The gospel of John uses this incident as one of the signs. This is the sign of substitution. Jesus replaces the material temple where God,
as the Jews used to believe, dwells and is exclusively worshipped. Through the death and resurrection of Jesus,
the temple is superseded by the new reality of a “Spirit-filled” Christ. Jesus Christ is the new temple. By his
resurrection he becomes the locus of the presence of God. And this truth
revolutionizes the way we experience and worship God. We encounter and worship God whenever and
wherever we gather and pray in the name of the risen Lord as a people. Our relationship with God is no longer dependent
on a particular location. God is not
confined to the temple or cathedral. God dwells in us. St. Paul says: “Do you not know that you are
the temple of God, and that the Spirit of God dwells in you?” (1 Cor 3:16).
Some implications:
In our pastoral concerns, according to PCP II’s vision, the building up of the communities of
disciples or the basic ecclesial communities should then take precedence over our concern for church edifice and its
beautification. The two, of course, do not necessarily contradict. It gives a lot of joy and comfort to the worshiping
community when our church buildings are spacious, clean and beautiful. But, again, they are only beautiful in as
much as there is a community that brings life to authentic worship. Let us not allow our priorities (time,
resources and energy) to be skewed on favour of inanimate edifice to the
detriment of our task in community building. Several times I celebrated the
Eucharist in the simple chapels of the barrios and they are the best experiences
of worship I ever had. It’s not because
of the location or building but because of the Spirit of the Lord who is alive
in the community.
Our worship does not end in the church where we celebrate
the liturgy. We are the temples of God. Our life and all that we do outside the church
must also be an expression of our worship.
We see then a continuity of our liturgical celebrations in the church
with our day-to-day life.
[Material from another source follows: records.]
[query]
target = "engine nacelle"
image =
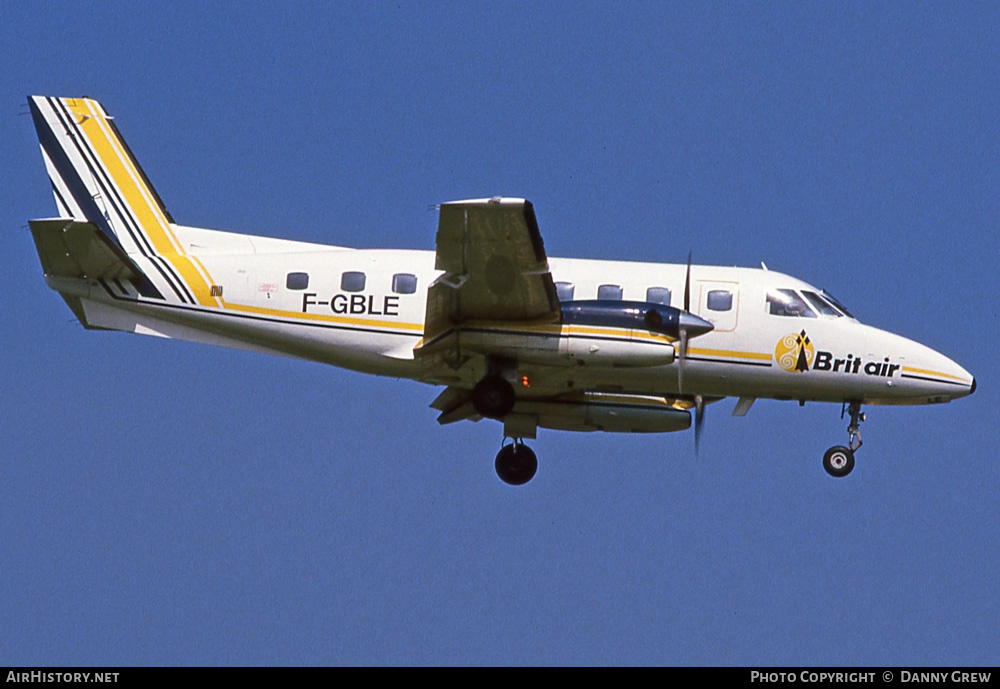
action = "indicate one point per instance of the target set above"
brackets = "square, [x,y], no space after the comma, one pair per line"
[594,333]
[605,412]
We worship God
in and outside the church, by way of piety and by way of charity and commitment
to social justice. Our participation in the Alay-Kapwa Lenten campaign is part and parcel of our meaningful worship.
In this season of Lent, therefore, we are invited to
encounter and worship God, first, in our meaningful liturgical celebrations
that usher us, as a community, into a deeper relationship with God, second, in
our commitments to social charity reaching out to the poor and needy members of
the community, and third, in our personal sanctification as the temple of God
by way of repentance, striving to become worthy of God’s presence in our hearts.